The SWP declare, “There has to be change. There needs, for example, to be a real fight against fire and rehire. Up until now most notably at the JDE coffee plant in Oxfordshire, Unite has dressed up defeats as victories”—defeats Graham shares full responsibility for and lying claims of victory she has spread most consistently, and with the backing of the SWP.

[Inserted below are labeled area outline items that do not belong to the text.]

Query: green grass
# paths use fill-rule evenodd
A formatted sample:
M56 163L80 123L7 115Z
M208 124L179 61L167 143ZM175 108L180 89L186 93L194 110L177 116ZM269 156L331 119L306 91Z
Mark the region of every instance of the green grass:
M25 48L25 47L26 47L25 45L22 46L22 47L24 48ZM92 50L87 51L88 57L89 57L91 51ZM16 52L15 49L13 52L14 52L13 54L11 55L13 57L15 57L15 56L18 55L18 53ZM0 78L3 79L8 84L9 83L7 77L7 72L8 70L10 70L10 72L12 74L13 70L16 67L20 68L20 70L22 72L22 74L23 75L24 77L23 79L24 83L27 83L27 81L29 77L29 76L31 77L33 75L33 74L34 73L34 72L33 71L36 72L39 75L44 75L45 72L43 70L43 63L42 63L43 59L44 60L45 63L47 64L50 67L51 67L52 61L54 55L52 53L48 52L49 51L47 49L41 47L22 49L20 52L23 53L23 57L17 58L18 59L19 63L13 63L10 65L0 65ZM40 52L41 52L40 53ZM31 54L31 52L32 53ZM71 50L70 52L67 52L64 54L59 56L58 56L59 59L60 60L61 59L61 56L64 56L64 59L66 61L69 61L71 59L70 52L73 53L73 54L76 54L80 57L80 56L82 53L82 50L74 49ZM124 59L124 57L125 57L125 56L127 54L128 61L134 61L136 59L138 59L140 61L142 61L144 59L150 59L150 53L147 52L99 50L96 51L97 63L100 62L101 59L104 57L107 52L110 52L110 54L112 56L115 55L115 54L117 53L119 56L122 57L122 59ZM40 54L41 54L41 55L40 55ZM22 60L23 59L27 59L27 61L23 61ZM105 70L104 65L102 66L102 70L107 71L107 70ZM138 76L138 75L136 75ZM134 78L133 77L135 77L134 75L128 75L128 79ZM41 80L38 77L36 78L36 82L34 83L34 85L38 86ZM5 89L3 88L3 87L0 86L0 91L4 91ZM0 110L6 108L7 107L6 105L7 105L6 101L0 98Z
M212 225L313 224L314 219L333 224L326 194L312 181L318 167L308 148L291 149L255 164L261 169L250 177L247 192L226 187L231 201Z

In return for their pro-Graham propaganda, the SWP, SP et al hope to secure a lucrative place for themselves within the corporatist set up she wishes to establish—based on industry wide “bargaining” involving “our Reps, Officers, Organisers and Staff” and with “budgets for each Sector and resources delivered to the frontline via networks of Shop Stewards—the Combines.”

A more accurate depiction of the significance of Graham’s election was provided by a politically supportive editorial in the Guardian. Its message to the corporate boardrooms was, “Don’t Panic”.

“Some employers might worry that all this heralds a new age of union militancy, with Unite spearheading a campaign of shock-and-awe tactics. But the union movement is in poor health… The balance of power between employers and labour shapes pay and conditions, and decides who in society bears the greatest risks. Most accept that workers lost out to capital because of a lack, rather than a surfeit, of bargaining power… Union membership has fallen by almost half since the 1970s, and at the same time the number of people in work has risen by about a fifth.”

Graham’s claims to empower workers is not aimed at altering this balance of forces between capital and labour. She is a careerist representative of the trade union bureaucracy responsible for the betrayals that left the working class unable to combat the more than three decades long offensive against jobs, wages, working and social conditions that have given rise to today’s staggering levels of social inequality. The political soap bubble of the “Workers Candidate” will not withstand its first contact with the harsh reality of the class struggle. This will confirm the SWP and SP’s position as servile courtiers of the union bureaucracy.